J’ai voulu caresser mes fesses mais Fannie m’en a dissuadé en me donnant un coup de cuillère sur chaque fesse.
-          Je vais ranger la cuillère, tu ne bouges pas de là avant mon retour.
Elle est partie voir Marie dans le salon avant de remonter me voir. Elle voulait savoir si Marie savait d’où venaient mes bleus dans le dos.
Marie a rougie en lui disant qu’elle savait qu’il y’avait un groupe de jeunes à l’école qui me provoqué souvent et que je me défendais  et qu’ils finissaient toujours par avoir le dessus sur moi.
Fannie est remontée me voir, elle s’est assise sur le lit !
-          Viens me voir mon Petit cœur !
-         
-          Arrête de pleurer !
-         
-          Je sais d’où viennent les bleus dans ton dos.
-          Fannie… !
-          Tu sais que tu peux me parler mon Petit cœur !
J’étais debout devant elle, je pleurais, je ne parvenais pas à lui dire ce que je voulais.
-          Voudrais-tu en parler avec Marie ?
-          Nooon !
-          D’accord, mon Petit cœur ! Avec Adeline alors ?
Je n’ai pas eu le temps de répondre que maman était à la porte, elle avait convaincue Marie de rester dans le salon. Après que Marie ait expliqué la provenance de mes bleus, elle avait compris que si je m’étais blessé c’était à cause de cela, d’une situation où je n’avais pas réussi à prendre le dessus.

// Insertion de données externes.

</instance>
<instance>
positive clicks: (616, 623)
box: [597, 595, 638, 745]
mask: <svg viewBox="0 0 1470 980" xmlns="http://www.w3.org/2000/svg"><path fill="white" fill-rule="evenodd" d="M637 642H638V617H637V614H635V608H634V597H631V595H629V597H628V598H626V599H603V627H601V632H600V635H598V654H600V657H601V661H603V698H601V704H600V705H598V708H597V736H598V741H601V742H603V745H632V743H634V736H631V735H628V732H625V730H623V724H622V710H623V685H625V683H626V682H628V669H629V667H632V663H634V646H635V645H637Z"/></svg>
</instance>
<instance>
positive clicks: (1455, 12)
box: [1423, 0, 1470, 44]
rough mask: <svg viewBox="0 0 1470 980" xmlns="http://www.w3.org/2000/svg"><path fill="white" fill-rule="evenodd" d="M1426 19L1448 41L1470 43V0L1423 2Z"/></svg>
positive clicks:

-          Mon Petit cœur !
-          Maman !
-          Chut ! Promets-moi une chose, que si ça se reproduit tu viens nous en parler ! Mais ne te fais pas de mal, tu vois où cela te mène !
-          Maman…
-          Qu’est-ce qu’ils t’ont fait ?
-          Maman, c’est juste un, les autres je m’en fous j’ai réglé le problème… mais… mais… mais…
-          Doucement !
-          Mais il y’en a un qui a continué !
-          Mon ange il t’a …
-          Noooon, j’ai réussi à le repousser avant !
Adeline et Fannie m’ont serré dans leur bras, et Marie est arrivée à la porte.
-          C’est la mienne pas la votre !
-          Non c’est aussi ma fille !
-          Non, je suis à personne !
-          C’est bien dit Petit cœur !
-          Merci Fannie !
-          Mon ange pourquoi tu ne m’as rien dit !
-          Je ne sais pas Marie !
-          Quelqu’un était au courant ?
-          Oui !
-          Qui ?
-          La personne qui m’a trouvé à l’école après que ce soit arrivé.
-          La personne qui t’a ramené l’autre jour ?
-          Hier, oui !
Marie s’en est voulu parce qu’elle m’avait presque soupçonné d’avoir quelqu’un d’autre en nous voyant ensemble dans la voiture. Elle m’a serré dans ses bras, Adeline et Fannie sont ressorties de la chambre. Marie m’a consolée, je me suis endormie à ses côté, quand nous sommes ressorties de la chambre, Adeline et Fannie sont sortie de la chambre de Fannie.